One of my strengths (and in a way one of my weaknesses) is that I don't spend much time worrying about the past and the future. 

I think it's a great strength in many ways, particularly when it comes to statements like "time is measured only unto man" and "with God, all things are present". I wouldn't change that characteristic about myself - except in situations where long-term planning is beneficial to the here and now. I am getting better at that, but there still is room for improvement - for "repentance".

The greatest aspect of living in the present is probably that I don't spend time and energy worrying about what might happen but never does. I do consider all the possible outcomes when there is something I need to consider - but, once that is done, I let go and deal only with what actually happens.

I get that from my mother, to some degree - and she gets it from her schizophrenia, ironically. She can't worry about the future without damaging results, so my dad shields her from everything that might cause worry - so she can "live completely in the present".

Living in the present but thinking appropriately about the future is a bit of a paradox - and those who don't see a need to repent (to change) also, in their own way, are "living in the present" and not worrying about the future. I know my tendency is similar to that, which is why I am grateful to have been raised in a home and church and culture that actually does emphasize repentance. 

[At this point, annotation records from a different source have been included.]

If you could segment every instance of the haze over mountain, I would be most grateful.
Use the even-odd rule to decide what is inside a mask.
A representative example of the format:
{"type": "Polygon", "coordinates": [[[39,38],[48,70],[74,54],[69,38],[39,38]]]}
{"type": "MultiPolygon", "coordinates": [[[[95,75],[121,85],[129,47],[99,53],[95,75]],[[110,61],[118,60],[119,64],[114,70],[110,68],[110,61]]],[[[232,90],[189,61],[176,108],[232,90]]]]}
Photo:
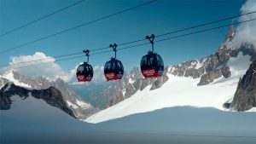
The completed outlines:
{"type": "MultiPolygon", "coordinates": [[[[255,9],[249,0],[241,13],[255,9]]],[[[94,67],[90,84],[73,83],[76,67],[61,72],[55,63],[42,75],[33,73],[39,66],[27,75],[3,69],[0,143],[254,144],[255,26],[230,26],[213,54],[166,65],[156,78],[143,78],[137,66],[112,83],[94,67]]]]}

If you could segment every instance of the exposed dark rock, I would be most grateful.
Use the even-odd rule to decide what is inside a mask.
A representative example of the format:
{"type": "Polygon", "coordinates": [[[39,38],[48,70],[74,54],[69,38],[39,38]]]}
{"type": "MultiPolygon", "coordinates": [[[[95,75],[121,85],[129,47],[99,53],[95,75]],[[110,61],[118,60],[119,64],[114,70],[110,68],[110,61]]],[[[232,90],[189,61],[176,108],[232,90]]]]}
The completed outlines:
{"type": "Polygon", "coordinates": [[[0,89],[0,109],[8,110],[11,107],[12,101],[11,96],[19,95],[20,98],[26,99],[28,96],[33,96],[37,99],[42,99],[50,106],[58,107],[64,111],[70,116],[76,118],[72,110],[66,106],[66,102],[63,100],[60,90],[54,87],[50,87],[46,89],[33,89],[30,90],[20,86],[16,86],[14,84],[6,84],[0,89]],[[31,94],[31,95],[29,95],[31,94]]]}
{"type": "Polygon", "coordinates": [[[230,66],[222,67],[221,73],[225,78],[230,78],[231,76],[230,67],[230,66]]]}
{"type": "Polygon", "coordinates": [[[229,27],[228,32],[226,33],[225,41],[231,41],[235,34],[234,26],[231,25],[229,27]]]}
{"type": "MultiPolygon", "coordinates": [[[[50,87],[59,89],[61,93],[64,101],[66,102],[66,105],[69,107],[69,108],[73,111],[73,113],[79,119],[85,119],[87,117],[97,112],[97,110],[90,104],[88,104],[90,107],[82,107],[78,105],[77,101],[83,101],[84,103],[88,102],[84,101],[82,98],[77,95],[76,93],[61,78],[57,78],[55,81],[49,81],[43,77],[32,78],[21,75],[14,70],[9,71],[9,74],[13,75],[14,78],[19,83],[26,84],[30,86],[31,88],[27,88],[28,89],[46,89],[50,87]],[[68,106],[67,101],[76,105],[76,108],[72,106],[68,106]]],[[[4,73],[2,72],[1,75],[4,75],[4,73]]],[[[1,75],[0,87],[3,86],[9,82],[8,79],[2,78],[1,75]]]]}
{"type": "Polygon", "coordinates": [[[256,107],[256,60],[253,61],[246,74],[240,78],[230,108],[247,111],[256,107]]]}

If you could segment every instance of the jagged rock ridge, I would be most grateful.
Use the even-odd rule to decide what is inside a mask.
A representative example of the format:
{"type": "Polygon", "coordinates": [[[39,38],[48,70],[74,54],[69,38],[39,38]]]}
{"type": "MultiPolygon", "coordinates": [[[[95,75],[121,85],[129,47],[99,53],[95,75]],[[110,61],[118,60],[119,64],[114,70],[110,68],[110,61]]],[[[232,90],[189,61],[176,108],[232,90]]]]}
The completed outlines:
{"type": "Polygon", "coordinates": [[[168,80],[168,74],[201,78],[199,86],[208,84],[221,77],[230,78],[232,73],[227,62],[231,57],[236,57],[241,52],[243,55],[249,55],[252,60],[256,59],[253,45],[250,43],[245,43],[240,48],[233,48],[232,39],[234,37],[235,30],[234,26],[231,26],[225,36],[224,42],[214,54],[202,59],[185,61],[177,66],[166,66],[161,78],[142,78],[143,76],[138,67],[133,68],[129,73],[125,72],[122,80],[115,82],[102,92],[102,96],[110,99],[107,107],[129,98],[147,86],[150,86],[150,90],[160,88],[168,80]]]}
{"type": "Polygon", "coordinates": [[[67,107],[61,91],[54,87],[49,87],[46,89],[31,90],[16,86],[12,83],[8,83],[0,89],[0,110],[10,109],[12,104],[11,97],[14,95],[18,95],[23,100],[28,96],[42,99],[50,106],[58,107],[70,116],[76,118],[73,111],[67,107]]]}
{"type": "Polygon", "coordinates": [[[246,74],[240,79],[230,109],[247,111],[256,107],[256,60],[253,61],[246,74]]]}
{"type": "Polygon", "coordinates": [[[20,74],[15,70],[9,70],[0,75],[0,88],[11,81],[17,83],[28,89],[46,89],[54,87],[59,89],[66,105],[73,111],[79,119],[84,119],[96,111],[90,104],[82,100],[68,85],[61,78],[50,81],[45,78],[38,77],[32,78],[20,74]]]}

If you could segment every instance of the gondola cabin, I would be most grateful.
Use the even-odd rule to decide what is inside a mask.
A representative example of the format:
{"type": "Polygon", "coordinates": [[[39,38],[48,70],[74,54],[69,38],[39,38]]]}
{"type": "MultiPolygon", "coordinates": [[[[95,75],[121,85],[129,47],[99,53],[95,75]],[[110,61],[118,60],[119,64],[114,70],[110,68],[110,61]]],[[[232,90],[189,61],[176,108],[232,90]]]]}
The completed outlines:
{"type": "Polygon", "coordinates": [[[93,78],[93,68],[87,62],[84,62],[77,68],[77,78],[79,82],[90,82],[93,78]]]}
{"type": "Polygon", "coordinates": [[[164,62],[160,55],[149,51],[142,58],[141,71],[145,78],[161,77],[164,72],[164,62]]]}
{"type": "Polygon", "coordinates": [[[106,62],[104,74],[108,81],[121,79],[124,75],[124,66],[121,61],[115,58],[106,62]]]}

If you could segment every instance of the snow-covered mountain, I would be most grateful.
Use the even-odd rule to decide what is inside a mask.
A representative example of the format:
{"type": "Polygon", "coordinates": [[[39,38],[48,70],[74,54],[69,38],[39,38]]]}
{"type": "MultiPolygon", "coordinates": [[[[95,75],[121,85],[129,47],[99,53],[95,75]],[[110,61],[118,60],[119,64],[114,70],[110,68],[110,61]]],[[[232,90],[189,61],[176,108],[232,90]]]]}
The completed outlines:
{"type": "Polygon", "coordinates": [[[11,69],[0,73],[0,88],[4,84],[11,82],[15,85],[28,89],[46,89],[54,87],[61,91],[61,96],[69,109],[79,119],[83,119],[95,113],[96,110],[88,102],[83,101],[80,96],[68,87],[68,85],[61,78],[55,81],[50,81],[45,78],[39,77],[32,78],[24,75],[20,75],[16,71],[11,69]]]}
{"type": "Polygon", "coordinates": [[[113,95],[109,105],[112,107],[86,121],[99,123],[178,106],[225,110],[224,104],[232,101],[239,78],[245,74],[252,60],[256,60],[253,45],[244,43],[240,48],[234,48],[234,37],[235,30],[230,26],[216,53],[166,66],[161,78],[143,79],[137,72],[132,78],[131,76],[134,74],[127,74],[108,88],[113,95]]]}
{"type": "Polygon", "coordinates": [[[42,99],[11,100],[11,109],[0,110],[1,144],[255,143],[256,112],[177,107],[91,124],[42,99]]]}
{"type": "Polygon", "coordinates": [[[253,107],[256,109],[256,60],[253,61],[246,74],[240,78],[231,109],[247,111],[253,107]]]}

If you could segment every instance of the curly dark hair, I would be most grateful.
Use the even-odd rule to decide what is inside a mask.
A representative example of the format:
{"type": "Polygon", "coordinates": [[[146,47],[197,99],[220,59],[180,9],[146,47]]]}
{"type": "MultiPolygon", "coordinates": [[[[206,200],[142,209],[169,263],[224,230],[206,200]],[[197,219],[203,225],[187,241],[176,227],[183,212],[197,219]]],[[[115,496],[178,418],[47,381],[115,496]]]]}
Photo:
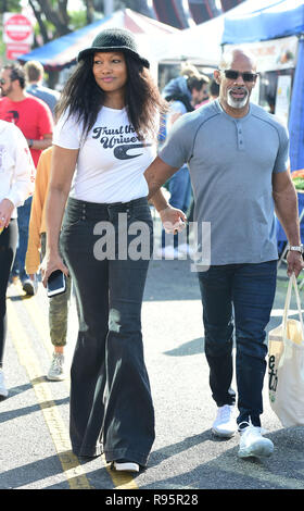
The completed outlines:
{"type": "MultiPolygon", "coordinates": [[[[161,97],[149,71],[140,62],[124,53],[127,65],[125,104],[130,123],[139,138],[157,136],[160,115],[168,110],[168,103],[161,97]]],[[[93,73],[93,55],[81,60],[67,80],[56,105],[56,116],[68,110],[84,122],[87,136],[96,123],[105,99],[104,91],[97,85],[93,73]]]]}

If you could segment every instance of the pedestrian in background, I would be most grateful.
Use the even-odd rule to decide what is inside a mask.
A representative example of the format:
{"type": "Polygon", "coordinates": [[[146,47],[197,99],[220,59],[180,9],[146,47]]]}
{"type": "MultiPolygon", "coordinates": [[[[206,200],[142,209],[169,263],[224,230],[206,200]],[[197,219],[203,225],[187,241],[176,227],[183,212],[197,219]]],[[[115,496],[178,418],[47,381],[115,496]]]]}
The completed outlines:
{"type": "MultiPolygon", "coordinates": [[[[49,107],[25,91],[24,68],[15,63],[5,64],[0,73],[0,119],[14,123],[25,136],[35,166],[41,151],[52,145],[53,119],[49,107]]],[[[37,292],[37,279],[25,272],[25,254],[31,197],[18,208],[18,245],[12,277],[20,278],[27,295],[37,292]]]]}
{"type": "MultiPolygon", "coordinates": [[[[287,129],[274,115],[250,103],[257,76],[254,61],[236,49],[223,55],[214,76],[219,84],[218,99],[175,123],[144,175],[153,196],[176,169],[189,163],[204,264],[198,265],[198,275],[205,354],[218,407],[212,429],[224,438],[236,433],[236,391],[231,388],[235,331],[239,456],[263,457],[274,450],[261,428],[265,328],[275,298],[278,259],[274,212],[291,246],[288,274],[297,276],[303,267],[297,199],[288,171],[287,129]],[[204,244],[201,228],[206,222],[211,241],[204,244]]],[[[162,210],[164,198],[154,203],[162,210]]]]}
{"type": "MultiPolygon", "coordinates": [[[[162,96],[169,102],[169,111],[166,114],[166,133],[169,134],[174,123],[187,112],[192,112],[208,96],[208,77],[201,74],[198,68],[185,63],[181,66],[180,76],[173,78],[165,87],[162,96]]],[[[191,182],[188,165],[185,164],[169,179],[169,204],[187,214],[192,196],[191,182]]],[[[189,254],[190,247],[188,236],[185,242],[179,242],[178,234],[165,235],[162,232],[162,247],[160,256],[165,259],[175,259],[179,254],[189,254]]]]}
{"type": "MultiPolygon", "coordinates": [[[[53,147],[42,151],[37,165],[35,191],[30,209],[28,245],[25,258],[26,273],[30,278],[39,272],[46,254],[46,204],[50,182],[53,147]]],[[[68,306],[71,298],[71,278],[66,278],[66,290],[49,298],[50,338],[54,347],[52,362],[47,374],[50,381],[61,381],[66,376],[64,347],[66,345],[68,306]]]]}
{"type": "Polygon", "coordinates": [[[153,229],[143,172],[156,153],[165,104],[148,68],[128,30],[104,29],[80,51],[59,103],[42,262],[45,285],[54,270],[71,272],[79,308],[71,371],[73,451],[103,451],[114,470],[132,472],[147,465],[154,440],[140,321],[153,229]],[[59,235],[68,194],[61,233],[65,265],[59,235]],[[122,217],[128,247],[134,222],[145,226],[148,258],[117,253],[122,217]],[[107,258],[97,235],[109,225],[110,244],[116,242],[107,258]]]}
{"type": "Polygon", "coordinates": [[[50,89],[49,87],[46,87],[43,85],[43,65],[38,61],[30,60],[24,65],[24,71],[26,74],[27,82],[26,92],[45,101],[54,117],[55,105],[59,101],[60,92],[58,92],[58,90],[50,89]]]}
{"type": "Polygon", "coordinates": [[[35,166],[22,132],[0,121],[0,399],[8,397],[3,357],[7,289],[17,246],[17,207],[34,190],[35,166]]]}

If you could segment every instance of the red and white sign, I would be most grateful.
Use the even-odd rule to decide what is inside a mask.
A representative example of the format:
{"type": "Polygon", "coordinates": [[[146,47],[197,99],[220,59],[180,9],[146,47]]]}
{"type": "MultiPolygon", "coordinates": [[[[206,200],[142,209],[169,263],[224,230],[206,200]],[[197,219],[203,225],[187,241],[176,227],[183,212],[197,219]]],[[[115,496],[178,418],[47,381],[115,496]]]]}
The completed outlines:
{"type": "Polygon", "coordinates": [[[33,26],[27,16],[5,12],[3,15],[3,42],[33,43],[33,26]]]}
{"type": "Polygon", "coordinates": [[[30,45],[23,45],[22,42],[9,42],[7,45],[7,59],[16,60],[20,55],[28,53],[30,51],[30,45]]]}

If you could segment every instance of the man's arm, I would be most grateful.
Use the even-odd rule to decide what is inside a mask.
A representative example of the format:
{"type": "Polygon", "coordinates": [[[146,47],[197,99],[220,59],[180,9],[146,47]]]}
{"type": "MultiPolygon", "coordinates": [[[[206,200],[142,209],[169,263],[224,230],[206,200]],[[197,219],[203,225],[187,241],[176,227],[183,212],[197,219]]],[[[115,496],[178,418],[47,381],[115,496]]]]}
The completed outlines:
{"type": "Polygon", "coordinates": [[[52,145],[53,135],[51,133],[43,135],[41,140],[34,140],[27,138],[27,144],[30,149],[38,149],[39,151],[43,151],[48,149],[52,145]]]}
{"type": "MultiPolygon", "coordinates": [[[[289,171],[273,174],[273,195],[276,214],[286,232],[289,244],[301,245],[297,197],[289,171]]],[[[297,276],[304,267],[300,252],[289,251],[287,262],[289,276],[293,272],[297,276]]]]}

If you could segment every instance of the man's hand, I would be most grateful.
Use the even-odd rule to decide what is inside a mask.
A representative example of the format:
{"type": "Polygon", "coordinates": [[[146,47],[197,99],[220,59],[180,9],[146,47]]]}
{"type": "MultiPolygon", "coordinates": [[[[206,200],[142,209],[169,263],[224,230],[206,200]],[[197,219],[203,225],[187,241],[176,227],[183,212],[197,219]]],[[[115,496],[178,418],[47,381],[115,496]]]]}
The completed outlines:
{"type": "Polygon", "coordinates": [[[300,274],[300,272],[304,267],[303,257],[301,252],[296,252],[295,250],[290,250],[287,254],[287,274],[291,277],[292,273],[294,273],[295,277],[300,274]]]}
{"type": "Polygon", "coordinates": [[[168,234],[180,233],[186,227],[186,214],[181,210],[173,208],[172,205],[167,205],[167,208],[161,210],[160,216],[164,229],[168,234]]]}
{"type": "Polygon", "coordinates": [[[0,202],[0,228],[9,227],[14,204],[10,199],[3,199],[0,202]]]}

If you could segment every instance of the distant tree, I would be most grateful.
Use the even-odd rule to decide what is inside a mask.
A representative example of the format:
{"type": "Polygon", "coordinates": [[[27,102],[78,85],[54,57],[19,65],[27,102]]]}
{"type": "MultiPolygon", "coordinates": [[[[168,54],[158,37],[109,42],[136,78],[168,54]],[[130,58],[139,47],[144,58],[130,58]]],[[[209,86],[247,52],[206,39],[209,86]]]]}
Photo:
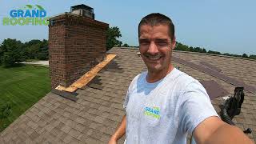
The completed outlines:
{"type": "Polygon", "coordinates": [[[242,58],[248,58],[249,57],[248,57],[248,55],[247,55],[247,54],[243,54],[242,55],[242,58]]]}
{"type": "Polygon", "coordinates": [[[122,34],[118,27],[108,28],[106,30],[106,50],[110,50],[114,46],[121,46],[122,42],[118,40],[120,37],[122,37],[122,34]]]}
{"type": "Polygon", "coordinates": [[[2,62],[6,67],[25,61],[23,44],[16,39],[5,39],[2,43],[2,62]]]}
{"type": "Polygon", "coordinates": [[[127,43],[125,43],[122,46],[122,47],[129,47],[130,46],[127,43]]]}
{"type": "Polygon", "coordinates": [[[2,65],[2,58],[3,55],[3,50],[2,48],[2,45],[0,45],[0,65],[2,65]]]}

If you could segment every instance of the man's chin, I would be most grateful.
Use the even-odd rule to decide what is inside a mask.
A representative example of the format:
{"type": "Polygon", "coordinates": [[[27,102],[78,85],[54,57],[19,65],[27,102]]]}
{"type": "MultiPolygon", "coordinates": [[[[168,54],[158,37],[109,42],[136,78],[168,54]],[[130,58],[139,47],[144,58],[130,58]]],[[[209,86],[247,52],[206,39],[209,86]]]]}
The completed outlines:
{"type": "Polygon", "coordinates": [[[148,66],[147,69],[150,72],[158,72],[162,70],[160,66],[148,66]]]}

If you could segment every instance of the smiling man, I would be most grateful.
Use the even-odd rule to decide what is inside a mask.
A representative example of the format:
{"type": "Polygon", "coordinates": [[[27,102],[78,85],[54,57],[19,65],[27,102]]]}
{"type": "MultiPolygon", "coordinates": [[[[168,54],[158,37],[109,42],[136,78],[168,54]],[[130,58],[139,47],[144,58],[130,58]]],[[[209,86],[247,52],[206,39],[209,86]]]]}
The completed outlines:
{"type": "Polygon", "coordinates": [[[209,96],[192,77],[171,63],[174,26],[161,14],[150,14],[138,25],[139,50],[148,70],[131,82],[124,102],[126,115],[109,143],[126,134],[126,144],[252,143],[235,126],[218,116],[209,96]]]}

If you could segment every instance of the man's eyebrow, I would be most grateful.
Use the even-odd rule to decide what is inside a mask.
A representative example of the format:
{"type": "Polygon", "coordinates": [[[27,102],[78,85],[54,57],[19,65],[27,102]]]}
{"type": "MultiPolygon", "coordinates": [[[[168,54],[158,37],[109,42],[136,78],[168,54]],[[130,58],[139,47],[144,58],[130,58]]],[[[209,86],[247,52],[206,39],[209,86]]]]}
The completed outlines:
{"type": "Polygon", "coordinates": [[[156,38],[155,41],[168,41],[167,38],[156,38]]]}
{"type": "Polygon", "coordinates": [[[139,41],[148,41],[149,39],[148,38],[139,38],[138,40],[139,41]]]}

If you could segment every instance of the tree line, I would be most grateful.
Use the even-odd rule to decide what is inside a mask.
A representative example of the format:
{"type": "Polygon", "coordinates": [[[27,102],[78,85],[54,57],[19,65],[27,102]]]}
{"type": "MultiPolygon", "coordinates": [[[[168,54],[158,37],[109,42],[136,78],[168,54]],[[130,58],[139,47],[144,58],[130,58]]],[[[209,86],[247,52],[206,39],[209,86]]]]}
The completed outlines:
{"type": "Polygon", "coordinates": [[[176,50],[182,50],[182,51],[191,51],[191,52],[198,52],[198,53],[207,53],[207,54],[220,54],[220,55],[227,55],[227,56],[232,56],[232,57],[240,57],[240,58],[250,58],[250,59],[256,59],[256,55],[254,54],[250,54],[248,56],[246,54],[243,54],[242,55],[239,54],[229,54],[229,53],[224,53],[222,54],[221,52],[218,51],[214,51],[214,50],[208,50],[205,48],[201,48],[201,47],[192,47],[192,46],[188,46],[186,45],[184,45],[181,42],[176,42],[176,50]]]}
{"type": "MultiPolygon", "coordinates": [[[[118,27],[110,27],[106,31],[106,50],[110,50],[114,46],[138,47],[130,46],[127,43],[122,44],[122,42],[118,40],[121,37],[122,34],[118,27]]],[[[48,40],[46,39],[42,41],[33,39],[22,43],[21,41],[16,39],[7,38],[0,45],[0,65],[3,65],[5,67],[10,67],[30,59],[48,60],[48,40]]],[[[176,43],[175,50],[256,59],[256,55],[254,54],[248,56],[246,54],[242,55],[229,53],[222,54],[218,51],[207,51],[205,48],[188,46],[181,42],[176,43]]]]}

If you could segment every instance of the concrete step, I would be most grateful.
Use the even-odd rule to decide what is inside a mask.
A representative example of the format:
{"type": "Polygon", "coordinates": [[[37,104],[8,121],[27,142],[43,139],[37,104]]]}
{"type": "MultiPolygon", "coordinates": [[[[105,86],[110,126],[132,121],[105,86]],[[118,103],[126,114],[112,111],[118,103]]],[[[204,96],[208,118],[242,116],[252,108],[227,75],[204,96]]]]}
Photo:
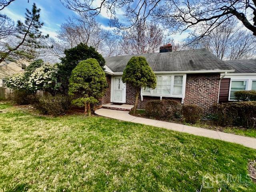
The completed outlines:
{"type": "Polygon", "coordinates": [[[114,103],[109,103],[102,105],[102,108],[105,109],[114,109],[121,111],[130,111],[133,107],[133,105],[127,104],[118,104],[114,103]]]}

It's a fine line, and it's one I'm working on understanding better.


Howard said...

If we resolve the pain and baggage from the past, what remains are mostly positive memories. If we eliminate carving and lust, the future becomes mostly hope. This leaves us largely in the present, which is all anyone actually has.

Paul said...

There is a great deal of peace living in the present. Future tripping -- worrying needlessly about future events that may or may not happen -- is really not helpful. As you point out, careful planning for the future is prudent.

I like Howard's reduction a lot: resolve the pain of the past; reduce craving and lust, and the present is a safe place to be.

Anonymous said...

Thanks for that Paul, I was wondering what the problem was with carving...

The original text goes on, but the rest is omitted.